Bi-encoder embeddings are fast but coarse. A cross-encoder reranker is slow but accurate. Use them in series.

  1. Retrieve top 50 by vector similarity.
  2. Score each with a cross-encoder reranker (Cohere Rerank 3, BGE reranker, Voyage rerank-2).
  3. Keep top 5 for the prompt.

The reranker sees the query and chunk together, which catches subtle relevance the embedding missed. Cost stays bounded because you only rerank 50, not the whole corpus.

Evaluate retrieval and answer correctness separately

A golden set is two columns: question and the chunk IDs that contain the answer. A second sheet has question and the correct final answer.

  • Retrieval metric: recall@k. Did the top k chunks include at least one chunk from the gold set? Track recall@5, recall@10, recall@50.
  • Answer metric: correctness against the gold answer, scored by a judge model or by exact-match on extracted facts.

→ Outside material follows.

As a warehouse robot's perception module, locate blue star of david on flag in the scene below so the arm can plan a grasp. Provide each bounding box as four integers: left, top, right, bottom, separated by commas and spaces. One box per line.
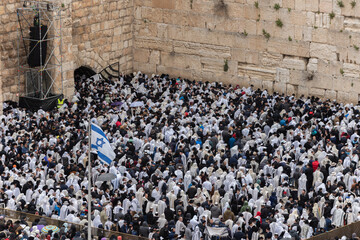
96, 138, 105, 148
90, 123, 116, 165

Track them separately. If recall@5 is 0.9 but answer correctness is 0.6, the problem is in generation. If recall@5 is 0.4, no prompt engineering will save you.

Cite the source in the answer

Pass chunk IDs into the prompt; require the model to cite them inline.

Context:
[1] (source: postgres-17-release-notes.md) ...
[2] (source: backend/postgres.md) ...
 
Question: How do I enable JIT in Postgres 17?
 
Answer with inline citations like [1] or [2] for each claim.

Citations are auditable. A user can click through; a developer can replay the retrieval and see whether the model used the chunk it cited.

Filter by freshness when the topic moves

Stale chunks poison the answer. Attach last_updated to every chunk and filter at query time when the question is time-sensitive (“latest”, “current”, “in 2026”).

  • Hard filter: drop chunks older than N months for time-sensitive queries.
  • Soft filter: rerank with a freshness boost, so older chunks are not excluded but lose ties.

The classifier is upstream: detect time sensitivity from the query, then pick the filter mode.

Cache embeddings and retrievals

Re-embedding the same chunk is waste; re-retrieving the same query is waste.

  • Cache embeddings by (model_id, model_version, sha256(text)). See embeddings for cache-key rules.
  • Cache retrievals by (query_text_normalized, filters) with a short TTL.

A warm cache cuts RAG latency in half and embedding spend by an order of magnitude.